When is a defect not a defect and should be classified as a feature ?

This is an interesting question that causes a large amount of debate in many teams during their development process. A defect is something that needs to be corrected (in terms of the discussion in software teams) - and this is without getting into the exact semantics of the definition of a defect. So, in the regular process, a tester finds a problem that needs to be corrected and is assigned to a member of the development team to fix. The development team member analyses the defect, finds the required change, and then makes the necessary fix, the fix is rolled into the product and can then be tested by the tester (the same one or somebody else) and if it is fixed, the defect is marked as verified and can be closed.
This works most of the time, but there are cases when the process does not work like this. For example, there are times when the defect that is marked in the system, when analysed, is found to have a big change. It could be that the fix for the defect causes a change in a code section or file that is used in a number of areas of the application. When this happens, it is not so easy to make a change, since there can be a large impact. The impact analysis of such a change needs to be more wide-spread, looking at the change that needs to be done in the different areas, the change needs to be thoroughly reviewed, and then once the change is made, a thorough testing needs to happen. However, this is not the case that I am talking about, where the defect is still a defect and not a feature.
The feature change is a different kind of defect. This is when a defect is logged which talks about some change in the workflow. It could be possible that when a defect is logged, the defect was logged on the basis of an interpretation of the tester, or the defect is actually tracking a specific point of the product where the feature definition was missing or flawed. Consider a case where a team has defined a new feature, where all the workflows that were written as a part of the product development were done, and then it was discovered during testing that the specific workflow of one area was not done as it should have been.
So what to do ? Well, whenever such a defect is written, it should be categorized as a feature rather than a defect.
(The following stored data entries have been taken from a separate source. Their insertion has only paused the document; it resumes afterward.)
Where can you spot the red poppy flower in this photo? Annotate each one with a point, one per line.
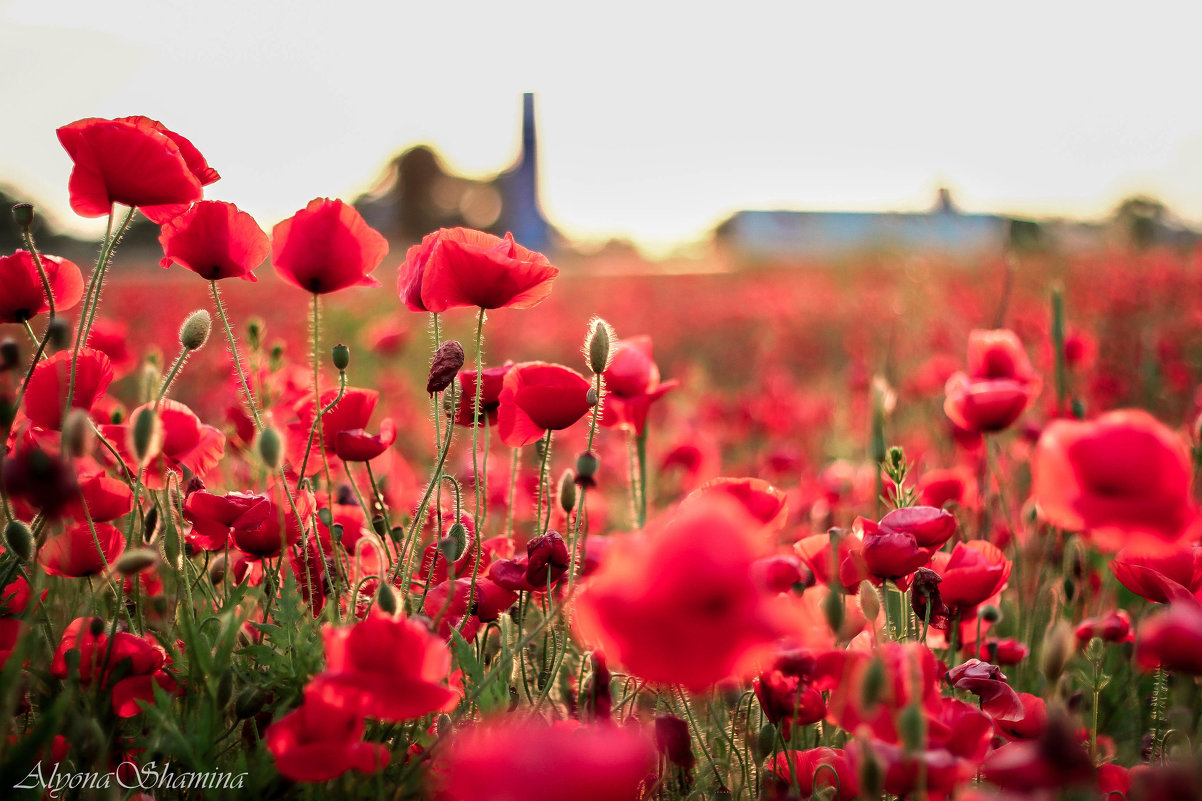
(679, 603)
(761, 500)
(632, 384)
(385, 668)
(1122, 479)
(1160, 576)
(136, 161)
(23, 292)
(215, 239)
(327, 247)
(973, 573)
(537, 397)
(998, 385)
(47, 395)
(73, 552)
(1172, 639)
(489, 395)
(454, 268)
(529, 761)
(317, 742)
(186, 443)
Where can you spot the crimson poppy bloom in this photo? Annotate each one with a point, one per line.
(1122, 479)
(317, 742)
(529, 761)
(679, 603)
(186, 443)
(47, 395)
(1172, 639)
(73, 552)
(214, 239)
(454, 268)
(537, 397)
(385, 668)
(23, 292)
(489, 395)
(327, 247)
(973, 573)
(1160, 576)
(997, 386)
(632, 384)
(136, 161)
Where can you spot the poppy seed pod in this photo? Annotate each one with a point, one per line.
(446, 365)
(341, 356)
(599, 346)
(23, 214)
(195, 331)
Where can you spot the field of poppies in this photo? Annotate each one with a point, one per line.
(457, 524)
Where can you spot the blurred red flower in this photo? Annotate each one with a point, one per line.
(1122, 479)
(136, 161)
(23, 292)
(997, 386)
(454, 268)
(537, 397)
(327, 247)
(215, 239)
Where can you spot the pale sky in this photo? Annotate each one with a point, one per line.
(658, 119)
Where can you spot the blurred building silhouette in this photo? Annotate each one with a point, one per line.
(417, 195)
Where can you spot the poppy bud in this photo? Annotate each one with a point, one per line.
(19, 539)
(567, 491)
(832, 606)
(271, 448)
(134, 562)
(386, 599)
(1058, 646)
(869, 600)
(599, 345)
(341, 356)
(447, 361)
(195, 331)
(58, 332)
(673, 741)
(10, 355)
(249, 701)
(23, 214)
(147, 434)
(77, 433)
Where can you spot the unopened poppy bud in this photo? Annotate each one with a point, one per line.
(869, 600)
(195, 331)
(446, 365)
(673, 741)
(271, 448)
(567, 491)
(386, 599)
(147, 434)
(216, 569)
(58, 333)
(912, 727)
(19, 539)
(341, 356)
(77, 433)
(599, 345)
(249, 701)
(135, 561)
(10, 355)
(873, 684)
(832, 606)
(23, 214)
(991, 613)
(1058, 646)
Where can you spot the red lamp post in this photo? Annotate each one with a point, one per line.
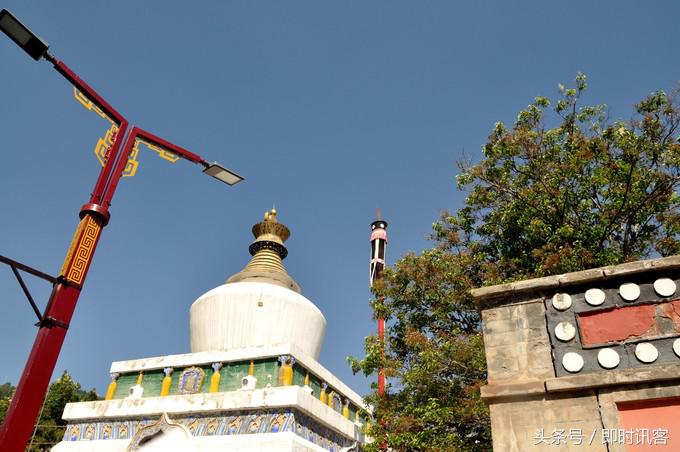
(94, 216)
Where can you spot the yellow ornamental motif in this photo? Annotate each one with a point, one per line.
(105, 143)
(80, 252)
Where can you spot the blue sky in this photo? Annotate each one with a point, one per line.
(329, 109)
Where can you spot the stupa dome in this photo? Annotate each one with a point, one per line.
(259, 306)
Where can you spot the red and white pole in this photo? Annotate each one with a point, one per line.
(378, 246)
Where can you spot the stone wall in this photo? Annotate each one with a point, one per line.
(580, 361)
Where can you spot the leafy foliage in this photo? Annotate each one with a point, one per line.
(542, 201)
(50, 429)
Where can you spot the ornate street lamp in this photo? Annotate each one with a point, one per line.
(94, 215)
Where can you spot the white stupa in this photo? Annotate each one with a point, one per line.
(252, 381)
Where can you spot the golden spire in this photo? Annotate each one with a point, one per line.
(268, 253)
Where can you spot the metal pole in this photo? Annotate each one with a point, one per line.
(94, 216)
(378, 249)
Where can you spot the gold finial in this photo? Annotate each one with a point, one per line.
(268, 252)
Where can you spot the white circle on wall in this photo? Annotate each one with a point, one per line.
(608, 358)
(561, 301)
(646, 352)
(594, 297)
(664, 287)
(629, 291)
(565, 331)
(572, 362)
(676, 347)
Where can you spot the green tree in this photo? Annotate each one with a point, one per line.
(50, 428)
(542, 201)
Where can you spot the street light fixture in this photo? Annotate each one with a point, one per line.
(20, 34)
(223, 174)
(94, 216)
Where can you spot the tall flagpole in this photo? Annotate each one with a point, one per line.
(378, 245)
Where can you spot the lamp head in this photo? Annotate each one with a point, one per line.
(223, 174)
(22, 36)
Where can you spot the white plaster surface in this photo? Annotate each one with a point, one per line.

A defect means that the focus is more on the fixing of the defect, while if you are looking at the problem from a feature perspective, there will be more attention paid. The product manager, the designer, the feature team which was looking at the feature, all of them should be brought in, and they need to look at what the nature of the change should be, whether this impacts more than just the workflows before and after, and so on. It is also possible that if this is at a late enough stage, this group makes a decision that the feature will be left as it is, or the team recommends the change which is then made. Doing it as a feature will also ensure that other teams that need to look at feature changes such as documentation and localization will be informed as a matter of process. In the end, the treatment of such a change may be finally be done through the defect process, but this is done only after the change has had a thorough look at it.